What is the Maximum Authorised Mass (MAM)?
The Maximum Authorised Mass (MAM) is the maximum weight of your motorhome, including all its fixtures and fittings and everything you are carrying in it.
You need to be aware of this weight when loading your motorhome, therefore, because if it is exceeded, you may be stopped and prosecuted for driving an overweight vehicle.
You can find the MAM stamped on the Vehicle Identification Number (VIN) plate – usually fixed inside the engine bay or sometimes attached to the door pillar. If you are in any doubt about the weight of the loaded motorhome, you may need to visit a public weighbridge to check that you are within the authorised limits.
How much road tax must I pay on my motorhome?
The answer is not straight forward, because – just as with cars – vehicles first registered after the 1st of April 2017, the amount of road tax also reflects their CO2 rating.
Detailed information about the rate of road tax for all classes of vehicle may be found on the government website – your motorhome is officially described as a motor caravan under UK law.
Does my motorhome need an MOT?
Classed as a motor caravan, your motorhome – whatever its size or MAM – is subject to the same MOT requirements as your car. In other words, once it is three years old, it needs to pass an annual MOT test.
What type of toilet does my motorhome have?
A number of different types and designs of toilet are built into motorhomes.

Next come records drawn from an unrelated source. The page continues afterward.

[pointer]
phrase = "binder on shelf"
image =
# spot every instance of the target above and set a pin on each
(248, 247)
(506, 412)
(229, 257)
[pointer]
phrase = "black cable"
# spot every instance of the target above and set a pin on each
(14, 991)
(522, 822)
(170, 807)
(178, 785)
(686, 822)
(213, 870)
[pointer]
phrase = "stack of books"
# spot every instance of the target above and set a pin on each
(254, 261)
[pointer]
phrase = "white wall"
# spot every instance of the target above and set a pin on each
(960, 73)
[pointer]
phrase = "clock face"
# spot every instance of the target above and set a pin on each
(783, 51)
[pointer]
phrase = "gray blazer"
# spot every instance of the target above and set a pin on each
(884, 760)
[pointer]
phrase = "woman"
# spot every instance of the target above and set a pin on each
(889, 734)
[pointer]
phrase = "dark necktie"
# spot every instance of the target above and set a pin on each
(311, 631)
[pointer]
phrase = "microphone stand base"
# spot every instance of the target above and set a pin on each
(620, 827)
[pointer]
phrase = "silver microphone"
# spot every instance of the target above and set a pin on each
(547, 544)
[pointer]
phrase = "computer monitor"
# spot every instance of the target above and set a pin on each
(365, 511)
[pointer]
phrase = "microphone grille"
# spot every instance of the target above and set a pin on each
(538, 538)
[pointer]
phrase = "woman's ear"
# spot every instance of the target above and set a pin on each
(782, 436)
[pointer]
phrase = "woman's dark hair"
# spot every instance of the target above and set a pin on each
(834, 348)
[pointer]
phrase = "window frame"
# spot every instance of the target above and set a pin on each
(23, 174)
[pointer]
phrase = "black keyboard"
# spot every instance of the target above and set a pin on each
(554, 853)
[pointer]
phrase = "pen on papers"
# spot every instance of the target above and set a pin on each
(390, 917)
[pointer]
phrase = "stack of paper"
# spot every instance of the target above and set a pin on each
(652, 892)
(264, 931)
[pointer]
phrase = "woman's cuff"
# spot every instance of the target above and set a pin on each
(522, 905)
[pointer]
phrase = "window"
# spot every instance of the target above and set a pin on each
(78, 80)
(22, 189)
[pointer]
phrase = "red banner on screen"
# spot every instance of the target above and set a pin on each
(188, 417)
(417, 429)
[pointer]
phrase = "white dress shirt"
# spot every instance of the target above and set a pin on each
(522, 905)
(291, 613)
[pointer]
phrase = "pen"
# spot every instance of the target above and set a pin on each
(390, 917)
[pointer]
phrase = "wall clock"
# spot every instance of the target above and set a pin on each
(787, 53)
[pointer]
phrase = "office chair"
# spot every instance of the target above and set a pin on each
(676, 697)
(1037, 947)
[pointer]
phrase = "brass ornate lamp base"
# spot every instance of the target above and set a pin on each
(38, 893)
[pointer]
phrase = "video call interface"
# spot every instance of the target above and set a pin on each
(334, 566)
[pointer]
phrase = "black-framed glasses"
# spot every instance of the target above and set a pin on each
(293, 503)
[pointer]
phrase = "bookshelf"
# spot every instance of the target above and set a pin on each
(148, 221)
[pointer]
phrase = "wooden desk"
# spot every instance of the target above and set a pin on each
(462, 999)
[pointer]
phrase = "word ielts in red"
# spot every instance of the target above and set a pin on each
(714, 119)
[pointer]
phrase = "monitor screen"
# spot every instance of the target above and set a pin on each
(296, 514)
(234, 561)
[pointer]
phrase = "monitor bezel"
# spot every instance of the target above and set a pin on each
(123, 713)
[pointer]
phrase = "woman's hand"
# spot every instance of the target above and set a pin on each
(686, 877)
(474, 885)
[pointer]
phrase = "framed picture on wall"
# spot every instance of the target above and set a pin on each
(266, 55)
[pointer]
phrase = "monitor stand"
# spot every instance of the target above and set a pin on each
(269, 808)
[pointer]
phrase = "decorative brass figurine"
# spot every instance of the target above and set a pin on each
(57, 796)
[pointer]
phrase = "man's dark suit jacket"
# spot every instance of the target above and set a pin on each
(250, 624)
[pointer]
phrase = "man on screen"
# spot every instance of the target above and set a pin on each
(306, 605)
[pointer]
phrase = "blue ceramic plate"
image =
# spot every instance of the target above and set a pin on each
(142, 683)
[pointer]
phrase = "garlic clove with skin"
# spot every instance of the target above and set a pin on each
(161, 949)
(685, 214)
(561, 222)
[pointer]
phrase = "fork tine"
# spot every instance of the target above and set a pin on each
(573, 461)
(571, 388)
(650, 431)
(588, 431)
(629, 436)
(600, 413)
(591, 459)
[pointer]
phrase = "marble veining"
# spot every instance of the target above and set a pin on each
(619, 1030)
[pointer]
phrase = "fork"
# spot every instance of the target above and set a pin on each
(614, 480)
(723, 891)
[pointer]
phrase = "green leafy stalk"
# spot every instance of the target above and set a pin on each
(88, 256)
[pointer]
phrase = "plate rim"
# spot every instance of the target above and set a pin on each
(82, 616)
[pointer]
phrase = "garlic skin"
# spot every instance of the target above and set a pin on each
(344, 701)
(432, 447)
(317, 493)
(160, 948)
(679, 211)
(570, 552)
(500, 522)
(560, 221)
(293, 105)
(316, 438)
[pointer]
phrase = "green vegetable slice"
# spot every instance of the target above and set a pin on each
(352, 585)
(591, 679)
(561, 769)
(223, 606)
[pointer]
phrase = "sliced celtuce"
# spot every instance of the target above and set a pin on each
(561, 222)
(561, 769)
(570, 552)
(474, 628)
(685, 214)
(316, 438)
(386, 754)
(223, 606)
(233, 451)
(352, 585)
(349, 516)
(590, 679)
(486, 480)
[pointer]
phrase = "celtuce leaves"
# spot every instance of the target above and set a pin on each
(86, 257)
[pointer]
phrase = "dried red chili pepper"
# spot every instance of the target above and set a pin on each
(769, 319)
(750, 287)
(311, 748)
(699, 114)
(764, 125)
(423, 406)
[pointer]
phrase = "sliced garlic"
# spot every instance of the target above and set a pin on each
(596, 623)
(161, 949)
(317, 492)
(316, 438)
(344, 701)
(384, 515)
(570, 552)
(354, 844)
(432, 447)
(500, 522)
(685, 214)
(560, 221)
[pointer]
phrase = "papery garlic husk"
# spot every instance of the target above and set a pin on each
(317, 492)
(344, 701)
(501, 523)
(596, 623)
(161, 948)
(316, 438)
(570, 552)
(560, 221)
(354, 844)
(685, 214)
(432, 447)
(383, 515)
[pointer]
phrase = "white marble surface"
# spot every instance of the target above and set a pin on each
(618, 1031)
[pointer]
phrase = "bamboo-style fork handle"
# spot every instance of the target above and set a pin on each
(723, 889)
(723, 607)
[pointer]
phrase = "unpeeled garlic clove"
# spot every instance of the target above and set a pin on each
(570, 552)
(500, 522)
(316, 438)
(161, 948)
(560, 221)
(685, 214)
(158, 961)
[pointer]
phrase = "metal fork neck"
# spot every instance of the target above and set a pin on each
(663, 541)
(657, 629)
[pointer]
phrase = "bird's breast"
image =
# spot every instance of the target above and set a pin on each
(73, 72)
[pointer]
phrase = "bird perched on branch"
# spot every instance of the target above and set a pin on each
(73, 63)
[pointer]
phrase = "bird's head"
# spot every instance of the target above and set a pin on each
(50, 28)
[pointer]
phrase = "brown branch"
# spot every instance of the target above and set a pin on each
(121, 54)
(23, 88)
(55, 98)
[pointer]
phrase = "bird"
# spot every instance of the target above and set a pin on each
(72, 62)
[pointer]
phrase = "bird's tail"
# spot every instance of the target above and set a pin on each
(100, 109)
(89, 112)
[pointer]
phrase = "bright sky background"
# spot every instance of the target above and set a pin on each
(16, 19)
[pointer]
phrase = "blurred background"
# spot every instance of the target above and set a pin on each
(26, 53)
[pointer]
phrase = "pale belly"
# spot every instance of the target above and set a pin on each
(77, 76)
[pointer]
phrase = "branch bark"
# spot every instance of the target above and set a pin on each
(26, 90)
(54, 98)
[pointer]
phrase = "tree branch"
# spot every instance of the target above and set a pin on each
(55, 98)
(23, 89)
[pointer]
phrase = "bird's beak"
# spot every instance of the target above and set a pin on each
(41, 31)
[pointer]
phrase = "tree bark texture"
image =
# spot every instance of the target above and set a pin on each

The most common is a cassette type, which is removable from outside the vehicle when it needs to be emptied and which has either its own in-built water tank or uses the motorhome’s own water tank for flushing.
Alternatives are the proprietary Portapotti makes of chemical toilet or a marine toilet (most commonly found in the larger size motorhomes).
Do the usual no smoking rules apply?
Since 2015, the law has made it an offence for the driver to smoke, or to allow any passenger to smoke, in a car or motorhome also carrying any passenger under the age of 18.
However, a motorhome is exempt from these rules if it is either stationary and not on a road, or is stationary whilst parked up as living accommodation.